Receitas do caderno de Point - como pumao chaud de bécasses (patê de galinhola) e poulet Jean Cocteau (frango assado com redução de conhaque Madeira, creme e manteiga de lagostim, que leva o nome do poeta-romancista-cineasta) - não é para iniciantes. “Mado não queria que eles mudassem tanto”, diz Kulla. “Nós honramos seu desejo. . . . Eles presumem um conhecimento da culinária francesa. ”

Os Kullas testaram receitas em sua própria cozinha. “Há uma receita bastante detalhada para o gumateau Marjolaine porque era tão conhecido e muitas pessoas tentaram fazer suas versões dele ”, diz Kulla. Depois de muita tentativa e erro, “nós o montamos, e o único lugar que eu provei um como se fosse no próprio La Pyramide. Tente. É um bolo maravilhoso. ”
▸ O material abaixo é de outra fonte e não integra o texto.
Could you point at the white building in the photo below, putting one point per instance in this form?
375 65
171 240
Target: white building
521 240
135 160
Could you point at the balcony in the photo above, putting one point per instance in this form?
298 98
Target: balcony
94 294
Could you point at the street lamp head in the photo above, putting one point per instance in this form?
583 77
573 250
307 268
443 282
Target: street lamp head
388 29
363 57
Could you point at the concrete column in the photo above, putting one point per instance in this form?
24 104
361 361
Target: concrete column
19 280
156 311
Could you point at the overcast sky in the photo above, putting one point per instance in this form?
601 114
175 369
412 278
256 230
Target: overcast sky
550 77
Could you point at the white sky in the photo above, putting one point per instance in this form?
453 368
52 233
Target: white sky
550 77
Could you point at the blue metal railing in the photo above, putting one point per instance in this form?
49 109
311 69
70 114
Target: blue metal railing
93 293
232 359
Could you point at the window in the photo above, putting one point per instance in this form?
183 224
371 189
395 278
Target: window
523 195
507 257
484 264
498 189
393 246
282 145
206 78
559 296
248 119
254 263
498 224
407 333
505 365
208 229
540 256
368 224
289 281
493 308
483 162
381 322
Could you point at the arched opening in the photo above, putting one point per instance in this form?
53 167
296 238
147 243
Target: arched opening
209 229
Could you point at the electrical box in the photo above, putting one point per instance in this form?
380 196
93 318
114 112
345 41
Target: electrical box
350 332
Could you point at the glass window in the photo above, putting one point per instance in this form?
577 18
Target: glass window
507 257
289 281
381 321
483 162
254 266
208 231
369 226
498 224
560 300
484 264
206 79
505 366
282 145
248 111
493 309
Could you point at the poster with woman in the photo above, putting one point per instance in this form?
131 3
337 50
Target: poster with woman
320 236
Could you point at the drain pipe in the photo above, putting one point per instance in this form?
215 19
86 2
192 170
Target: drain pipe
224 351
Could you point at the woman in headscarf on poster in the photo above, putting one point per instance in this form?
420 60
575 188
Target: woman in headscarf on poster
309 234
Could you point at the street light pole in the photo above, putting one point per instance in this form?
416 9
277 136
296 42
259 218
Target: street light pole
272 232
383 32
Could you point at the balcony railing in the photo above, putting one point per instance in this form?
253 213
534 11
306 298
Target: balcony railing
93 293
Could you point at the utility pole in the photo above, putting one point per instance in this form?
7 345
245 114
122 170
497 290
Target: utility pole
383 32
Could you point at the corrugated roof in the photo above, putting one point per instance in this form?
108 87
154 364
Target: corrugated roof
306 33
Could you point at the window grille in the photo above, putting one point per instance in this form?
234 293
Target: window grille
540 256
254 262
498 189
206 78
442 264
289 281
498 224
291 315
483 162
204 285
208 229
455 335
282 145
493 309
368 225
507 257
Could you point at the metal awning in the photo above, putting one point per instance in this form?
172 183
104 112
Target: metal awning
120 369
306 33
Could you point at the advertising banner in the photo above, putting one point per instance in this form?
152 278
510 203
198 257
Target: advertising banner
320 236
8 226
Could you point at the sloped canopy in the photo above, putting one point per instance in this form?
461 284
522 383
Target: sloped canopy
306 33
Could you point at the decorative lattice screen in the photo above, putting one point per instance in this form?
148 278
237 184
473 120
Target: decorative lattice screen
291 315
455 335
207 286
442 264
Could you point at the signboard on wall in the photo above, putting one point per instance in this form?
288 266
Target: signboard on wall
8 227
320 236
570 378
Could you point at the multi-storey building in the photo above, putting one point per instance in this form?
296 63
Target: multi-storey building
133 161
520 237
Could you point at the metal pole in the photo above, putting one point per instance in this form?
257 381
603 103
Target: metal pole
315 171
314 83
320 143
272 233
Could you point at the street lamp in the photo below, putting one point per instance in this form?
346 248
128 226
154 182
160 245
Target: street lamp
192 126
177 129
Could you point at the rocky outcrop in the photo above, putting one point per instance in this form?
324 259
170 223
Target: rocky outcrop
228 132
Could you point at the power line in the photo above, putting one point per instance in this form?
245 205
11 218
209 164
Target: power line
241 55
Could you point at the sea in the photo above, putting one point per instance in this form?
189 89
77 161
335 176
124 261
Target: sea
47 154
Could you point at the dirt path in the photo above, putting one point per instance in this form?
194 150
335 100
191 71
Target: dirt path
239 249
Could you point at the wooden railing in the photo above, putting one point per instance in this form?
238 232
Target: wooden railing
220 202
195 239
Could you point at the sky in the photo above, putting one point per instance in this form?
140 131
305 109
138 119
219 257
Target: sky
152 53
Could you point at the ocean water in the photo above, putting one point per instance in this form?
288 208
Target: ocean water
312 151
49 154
Nova edição de ‘Ma Gastronomie’ com uma introdução de Thomas Keller

Adorava manteiga e brincadeiras, tinha um apetite insaciável e estava inclinado a começar as manhãs barbeando-se ao ar livre com duas garrafas de champanhe com gelo ao lado. A certa altura, quase metade dos chefs de três estrelas Michelin na França havia treinado em sua cozinha.

Não é de admirar que Fernand Point seja reverenciado por chefs modernos e “Ma Gastronomie” - um livro sobre ele e seu restaurante, o lendário La Pyramide - tenha seguidores cult. Mas o livro está esgotado há décadas, uma situação que foi corrigida com uma nova edição em inglês publicada pela Rookery Press.

É o livro que os chefs adoram - chefs como Thomas Keller, que escreveu a nova introdução, e Charlie Trotter. Se você viu a primeira edição em inglês de "Ma Gastronomie", publicada em 1974, pode se surpreender. Certamente não é o livro de mesa de centro, cheio de fotografias exuberantes e receitas detalhadas, que esperamos dos editores de livros de receitas. Uma receita de linguado holandês consiste em três frases, a primeira é: "Cozinhe um linguado inteiro bem limpo em uma caldo de corte e coloque-o em uma travessa. ”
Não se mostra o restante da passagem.